Of course, these predictions of performance are only valid if the ratio 
of different kinds of instructions does not vary too much between different
program parts. And one should not forget that there may be also structural
dependencies between the instructions, that the compiler cannot remove
and that cause the instruction scheduler to stall.

It would be interesting to see, whether there are other flaws in the
design of the i960CA that reduce the achievable performance. I could
imagine that the small instruction cache, the missing data cache and the
small external bus may be bottlenecks. (I understand that the i960CA is
designed for embedded applications, but the programs used in embedded 
applications are not so different from programs in other environments,
considering both size and locality patterns).

>With respect to other compilers, I have no specific information.  I can
>say however that the folks at Intel are no dummies, and that they
>certainly realize that instruction scheduling is a very significant
>issue for i960 compilers.  I don't think it would be surprizing
>(to anyone) if we all found out (later on) that they were looking
>into the question of how to make their chips look better (performance-
>wise) via compiler technology.

I do not think that there is anything wrong if somebody tries to get the
best performance out of a CPU by writing a sophisticated compiler, as long
as he makes optimizations that will be valuable for a large number of
programs. Of course, implementing optimizations that help only the 
Dryhstone benchmark or so is not the way to go, but I do not have any
problems with a sophisticated instruction scheduler in a compiler.

Marc-Michael Brandis
Institut fuer Computersysteme
ETH-Zentrum
CH-8092 Zurich, Switzerland
email: brandis@inf.ethz.ch

chris@gestetner.oz (Chris Mendes) (11/23/90)

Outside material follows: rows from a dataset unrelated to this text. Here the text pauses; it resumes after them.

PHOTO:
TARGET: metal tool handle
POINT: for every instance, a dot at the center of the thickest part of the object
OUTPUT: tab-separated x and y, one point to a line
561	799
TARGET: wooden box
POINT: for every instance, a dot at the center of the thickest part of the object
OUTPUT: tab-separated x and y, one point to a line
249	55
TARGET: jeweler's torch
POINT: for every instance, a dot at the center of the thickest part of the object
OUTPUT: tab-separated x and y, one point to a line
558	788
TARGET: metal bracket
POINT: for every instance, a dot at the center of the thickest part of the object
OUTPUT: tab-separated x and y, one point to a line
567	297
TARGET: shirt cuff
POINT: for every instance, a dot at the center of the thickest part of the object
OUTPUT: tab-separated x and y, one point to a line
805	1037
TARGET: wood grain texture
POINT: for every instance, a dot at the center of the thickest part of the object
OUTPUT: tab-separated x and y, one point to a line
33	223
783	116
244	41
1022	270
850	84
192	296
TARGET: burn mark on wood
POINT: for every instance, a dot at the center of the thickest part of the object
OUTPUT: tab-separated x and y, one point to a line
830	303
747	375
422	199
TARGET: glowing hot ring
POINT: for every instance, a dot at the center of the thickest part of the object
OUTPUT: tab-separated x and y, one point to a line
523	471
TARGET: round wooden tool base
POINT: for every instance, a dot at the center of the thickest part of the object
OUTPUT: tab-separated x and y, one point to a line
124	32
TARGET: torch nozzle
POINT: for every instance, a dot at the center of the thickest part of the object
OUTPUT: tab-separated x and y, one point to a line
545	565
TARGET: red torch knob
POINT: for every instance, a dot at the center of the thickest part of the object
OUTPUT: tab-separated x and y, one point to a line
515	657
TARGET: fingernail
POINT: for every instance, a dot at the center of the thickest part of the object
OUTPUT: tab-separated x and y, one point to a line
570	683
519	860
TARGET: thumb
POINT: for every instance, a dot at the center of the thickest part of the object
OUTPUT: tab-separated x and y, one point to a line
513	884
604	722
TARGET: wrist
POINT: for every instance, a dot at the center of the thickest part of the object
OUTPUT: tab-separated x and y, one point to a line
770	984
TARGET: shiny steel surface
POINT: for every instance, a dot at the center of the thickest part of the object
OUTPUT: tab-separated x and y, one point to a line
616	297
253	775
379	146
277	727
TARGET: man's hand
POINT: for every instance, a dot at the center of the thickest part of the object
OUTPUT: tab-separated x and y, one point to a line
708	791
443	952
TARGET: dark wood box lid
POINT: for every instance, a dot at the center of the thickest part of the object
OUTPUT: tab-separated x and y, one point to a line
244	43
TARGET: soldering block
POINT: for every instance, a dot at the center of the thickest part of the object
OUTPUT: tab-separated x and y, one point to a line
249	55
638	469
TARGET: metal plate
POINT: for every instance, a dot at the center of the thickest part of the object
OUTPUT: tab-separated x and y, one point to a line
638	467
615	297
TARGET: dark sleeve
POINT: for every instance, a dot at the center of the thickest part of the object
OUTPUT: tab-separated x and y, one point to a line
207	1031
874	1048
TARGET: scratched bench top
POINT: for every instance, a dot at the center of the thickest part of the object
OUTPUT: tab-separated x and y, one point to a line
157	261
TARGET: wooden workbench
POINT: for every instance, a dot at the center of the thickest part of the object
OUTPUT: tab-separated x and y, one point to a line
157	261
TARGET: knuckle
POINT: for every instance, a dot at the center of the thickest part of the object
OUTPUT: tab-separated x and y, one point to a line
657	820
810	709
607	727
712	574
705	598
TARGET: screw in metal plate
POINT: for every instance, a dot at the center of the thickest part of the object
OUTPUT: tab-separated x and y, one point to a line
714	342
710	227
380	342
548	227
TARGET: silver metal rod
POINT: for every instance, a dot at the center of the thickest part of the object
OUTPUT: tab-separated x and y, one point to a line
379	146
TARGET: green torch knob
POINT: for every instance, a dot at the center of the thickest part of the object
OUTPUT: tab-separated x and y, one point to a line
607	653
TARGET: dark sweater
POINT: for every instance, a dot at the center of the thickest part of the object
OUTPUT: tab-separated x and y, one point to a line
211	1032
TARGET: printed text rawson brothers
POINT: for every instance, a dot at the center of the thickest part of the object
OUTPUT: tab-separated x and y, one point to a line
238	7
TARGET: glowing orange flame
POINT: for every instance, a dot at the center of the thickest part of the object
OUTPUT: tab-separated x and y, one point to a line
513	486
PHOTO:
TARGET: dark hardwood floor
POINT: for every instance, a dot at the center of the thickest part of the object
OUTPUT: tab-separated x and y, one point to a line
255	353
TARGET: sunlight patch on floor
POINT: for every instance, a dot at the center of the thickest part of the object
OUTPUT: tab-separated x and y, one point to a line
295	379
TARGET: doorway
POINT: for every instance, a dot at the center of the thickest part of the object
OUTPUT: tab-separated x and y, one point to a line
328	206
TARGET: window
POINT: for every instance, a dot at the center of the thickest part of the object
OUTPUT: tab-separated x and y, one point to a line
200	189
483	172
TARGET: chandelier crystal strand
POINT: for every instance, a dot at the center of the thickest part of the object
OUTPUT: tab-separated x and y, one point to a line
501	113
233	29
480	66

In article <13912@neptune.inf.ethz.ch>, brandis@inf.ethz.ch (Marc Brandis) writes:
> Does anybody have some benchmark results for the i960CA, especially as
> compared to other processors? I would be very interested in the integer
> SPECmarks (as the CA does not have an FPU), the Dhrystone rating,
> Hennessy-Benchmark results or similar stuff.
> 
> Moreover, does anybody know how well the i960CA puts its multiple
> execution units into use? Is the Intel rating of 66 MIPS at 33 MHz 
> realistic for non-toy programs?
> 
> Thanks for any results or pointers!
> 
> 
> (* I speak only for myself.
>    Marc-Michael Brandis, Institut fuer Computersysteme, CH-8092 Zurich
>    email: brandis@inf.ethz.ch brandis@iis.ethz.ch
> *)

This article is in response to a request put forward in Article 386 for i960 Benchmarks:

Benchmark results for the EVCA i960 Eval. Board:
===============================================

1. Drystone.
	i960CA (code and data in 0 wait state sram)	28000 drystones/sec
	i960CA (code in DRAM , data in SRAM)		15150      "
	SUN3/60						4360       "
	SUN 3/50					3300       "

2 Mandelbrot.
	This showed that the i960CA with software floating point routines
	was between 2 and 3 times faster than a sun3/60 with a floating
	point coprocessor. Not that startling.

3. Bitmap.
	A comparison was made between our proprietary bitmap handler software on 
	a SUN 3/60 and the i960CA. It was found that the 960 was 8-10 times faster
	than the SUN. (This test basically involves a number of basic trapezoid, elipse
	and line drawing functions using 'C'  ,  the Bresenham algorithm was the 
	basis for the drawing routines).

	(NB: This is probably the most relevant benchmark for our company. )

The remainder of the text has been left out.